1. A,C,B,D,E,F gives White 20 Black 12, and White to play 2. A,B,CD,E,F gives White 21 Black 11, and Black to play.

So White gained 2 points but lost sente - that is why the proverb states you should play (reverse) sente moves at 1/2 the value of gote moves. If there are further sente plays below the value of F then the optimal sequence for White changes - is this helpful? To prove the other point... 3. C-A,B,D,E,F gives White 21 Black 17, Black to play again. This is the same result as 2 in case C is an absolute sente move. The only difference is Black has a bigger chance of making a mistake in the second sequence than in the third.

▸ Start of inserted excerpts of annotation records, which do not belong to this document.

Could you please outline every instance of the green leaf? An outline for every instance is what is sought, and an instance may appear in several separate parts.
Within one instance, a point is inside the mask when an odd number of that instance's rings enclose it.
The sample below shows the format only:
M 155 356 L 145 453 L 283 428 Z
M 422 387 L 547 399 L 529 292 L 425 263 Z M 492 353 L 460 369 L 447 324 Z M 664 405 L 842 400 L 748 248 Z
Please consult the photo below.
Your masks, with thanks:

Hoping for your opponent's mistakes is not a violation of go ethics but is in fact a part of it. I'm not talking about overplays here, I'm talking about a series of moves that leads to the same result but give the opponent a bigger chance to go wrong. In the end, you are not there to help your opponent, are you?

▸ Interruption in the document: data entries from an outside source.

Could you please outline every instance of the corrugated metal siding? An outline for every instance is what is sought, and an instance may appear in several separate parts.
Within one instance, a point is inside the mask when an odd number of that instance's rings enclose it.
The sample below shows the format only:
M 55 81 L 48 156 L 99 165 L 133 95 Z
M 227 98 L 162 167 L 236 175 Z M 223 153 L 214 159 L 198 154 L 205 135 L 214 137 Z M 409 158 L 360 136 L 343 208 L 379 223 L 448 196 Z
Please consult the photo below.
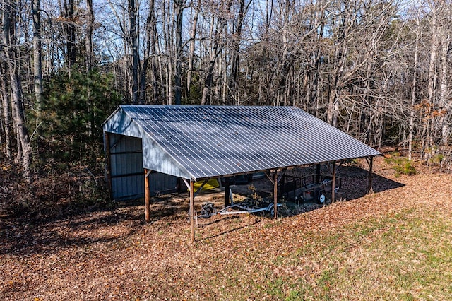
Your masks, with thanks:
M 165 153 L 152 158 L 162 160 L 153 163 L 154 170 L 173 169 L 188 178 L 186 170 L 194 179 L 380 155 L 293 107 L 122 105 L 121 110 Z
M 141 138 L 110 134 L 112 194 L 114 199 L 144 196 Z M 177 177 L 160 172 L 149 176 L 151 194 L 175 189 Z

Comment: You do not say how large the threat is for C. Let's say that it is larger than A. Again, I assume that you are using deiri values. Normal play for White: White plays C and Black replies (0), White plays A (- 4 1/2), Black plays B (+ 3 1/2), White plays D (- 2 1/2), Black plays E (+ 2), and White plays F (- 1 1/2). Result: -3. Or White plays A (-4 1/2), Black plays C (+ 4), White plays B( -3 1/2), Black plays D (+ 2 1/2), White plays E (- 2), and Black plays F (+ 1 1/2). Result: -2. Starting with C is 1 point better for White. -- BillSpight

Feel free to clear my text after you make the information part of your text as I thing our discussion got a bit out of hand :).

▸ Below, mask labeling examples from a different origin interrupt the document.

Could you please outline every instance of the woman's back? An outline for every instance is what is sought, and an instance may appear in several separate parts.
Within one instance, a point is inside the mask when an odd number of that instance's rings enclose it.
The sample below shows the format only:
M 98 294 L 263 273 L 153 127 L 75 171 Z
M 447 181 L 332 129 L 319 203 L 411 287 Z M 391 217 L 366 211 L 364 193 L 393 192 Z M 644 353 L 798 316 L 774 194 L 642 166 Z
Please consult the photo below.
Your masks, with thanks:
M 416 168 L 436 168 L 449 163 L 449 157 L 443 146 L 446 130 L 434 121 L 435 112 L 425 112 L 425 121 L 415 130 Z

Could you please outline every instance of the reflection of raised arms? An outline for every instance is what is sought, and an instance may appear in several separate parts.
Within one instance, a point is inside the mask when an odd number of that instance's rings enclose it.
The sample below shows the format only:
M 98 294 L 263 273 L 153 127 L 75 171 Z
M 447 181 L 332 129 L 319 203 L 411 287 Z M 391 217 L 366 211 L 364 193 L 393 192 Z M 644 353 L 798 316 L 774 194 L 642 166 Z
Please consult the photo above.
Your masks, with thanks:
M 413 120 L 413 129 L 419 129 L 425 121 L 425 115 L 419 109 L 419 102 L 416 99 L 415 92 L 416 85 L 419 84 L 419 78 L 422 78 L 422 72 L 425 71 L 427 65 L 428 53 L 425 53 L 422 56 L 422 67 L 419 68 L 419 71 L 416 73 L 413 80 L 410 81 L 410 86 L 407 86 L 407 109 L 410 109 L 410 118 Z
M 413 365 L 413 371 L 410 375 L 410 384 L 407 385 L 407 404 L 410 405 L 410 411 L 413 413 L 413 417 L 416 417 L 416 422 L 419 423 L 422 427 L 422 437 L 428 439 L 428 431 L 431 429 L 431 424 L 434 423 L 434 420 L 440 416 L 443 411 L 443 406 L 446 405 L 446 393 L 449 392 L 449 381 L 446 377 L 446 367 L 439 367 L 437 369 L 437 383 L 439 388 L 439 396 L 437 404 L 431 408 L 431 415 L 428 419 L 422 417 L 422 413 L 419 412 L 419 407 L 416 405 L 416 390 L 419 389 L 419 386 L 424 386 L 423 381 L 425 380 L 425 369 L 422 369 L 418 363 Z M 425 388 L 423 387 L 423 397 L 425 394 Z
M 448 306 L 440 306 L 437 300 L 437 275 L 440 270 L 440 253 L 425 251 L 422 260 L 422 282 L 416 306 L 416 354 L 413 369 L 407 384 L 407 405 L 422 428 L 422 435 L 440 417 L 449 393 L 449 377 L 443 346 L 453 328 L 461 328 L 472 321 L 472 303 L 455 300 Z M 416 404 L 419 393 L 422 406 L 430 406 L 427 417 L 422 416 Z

Let's add G, 3 points sente for Black, in there. White to play 1.A(9),C(4 reverse), B(7), G(3 sente)-D(5), E(4), F(3) gives White 20 Black 15, White to play - but in case of absolute sente the correct sequence is 2. C-A(13),G-B(10),D(5),E(4),F(3) gives White 21, Black 14, Black to play. White lost sente but gained two points! The point to see in this, is that in the second run Black got to play B but White got to play C, and White C was bigger than Black B. In real games, after F there are still some points left which are smaller or equal to 3 points so sente/gote at the end of the above sequence may be evaluated differently. In order to play perfect yose you need to know (disregarding kos): 1. The value of every move 2. How many moves are left 3. Value of a sente follow-up if opponent doesn't respond - meaning that the attribute sente/gote of a move may change during the endgame so you must play it at the time it becomes sente to play it. If the move is absolute sente it doesn't matter when it is played, OK?

I remembered another thing! If I'm boring you please let me know as I do tend to talk people to death :)... Playing a two-point sente move at any stage of the game is OK as long as it is absolute sente (and naturally if it doesn't lose points by making your opponent thick or safe etc...): it's money in the bank! Dieter disagrees : if the value of the follow-up move is N points, you throw away a valuable threat for any ko worth less than N points. So, the higher the threat, the higher the cost for a profit of only 2 points.In the A-G example the mistake White makes (when C is absolute sente remember?) is that he plays a gote move leaving a 4 point sente and 7 point gote move as the next largest moves on board. In this case Black will naturally take the 4 point reverse (8 point) move rather than the 7 point gote move. If there was another 8 point move on the board it wouldn't matter; and if there was a 9 point move (all gote) on the board Black could make the mistake of taking a 4 point reverse sente (8 points) instead of the 9 point gote move. Hence White's correct play is to leave the option for Black. That's why I said the proverb is aimed at the opponent's move not your own - you have to look at the situation on the board after you played.

By the way, if you seriously believe that hoping for a mistake by your opponent is wrong then your first move should be resignation :)

No, I wouldn't go that far, but it's an interesting point. See Go and ethics.

(Original by MortenPahle, comments/corrections by Goran, Dieter, and Bill)

Tokumoto: This subject had been nagging in my mind for a long time until I heard "The difference in the value of the biggest move and the next is the value of Sente" stated by Myungwan Kim. Created Value Of Sente article with it.